La Vie scolaire - Photo Liam Pierron critique avis film
© Gaumont

Ces maladresses sont cependant amoindries par des acteurs de qualité qui donnent du corps à leurs personnages. Zita Hanrot, dont les traits apparaitront prochainement dans Les Hirondelles de Kaboul (Zabou Breitman et Eléa Gobbé-Mévellec), arrive à avoir un capital sympathie énorme. Son sourire dénote, tout comme sa simplicité qui réussit à faire adorer cette conseillère de choc. C’est exactement pareil pour le jeune Liam Perron, personnage principal perdu dans son orientation. Certaines scènes sont d’ailleurs construites pour montrer la relation sous-jacente qui existe entre leurs deux personnages avec une belle osmose entre les deux acteurs. Également au centre de l’intrigue, Soufiane Guerrab joue un professeur de maths, confident de la CPE, avec énormément de sincérité. Cette figure est extrêmement touchante. 
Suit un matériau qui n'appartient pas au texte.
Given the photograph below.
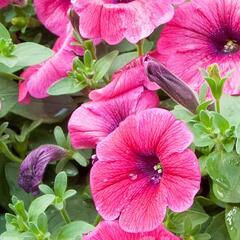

La réalisation est néanmoins faite à coup de grosses ficelles, pas toujours soignée. Les deux réalisateurs abusent d’exercices de style poussifs. Leur préféré : monter l’émotion en plein milieu d’une scène à coup de musiques fortes et de ralentis d’images. Pas de quoi faire de Mehdi Idir et Grand Corps Malade des maitres de l’émotion. Et pourtant, malgré tous ces défauts, on se prend à avoir une vue d’ensemble de La Vie Scolaire plutôt positive. Il y a certes moins de force que dans Patients mais il se dégage quand même dans cette deuxième réalisation une certaine positivité attachante. Le film ne résout rien, il n’est d’ailleurs même pas fait pour apporter un regard objectif sur les problèmes d’éducation dans les banlieues — malgré une scène finale qui tente un constat sur ce système éducatif —, mais il reste un feel good movie appréciable et récréatif.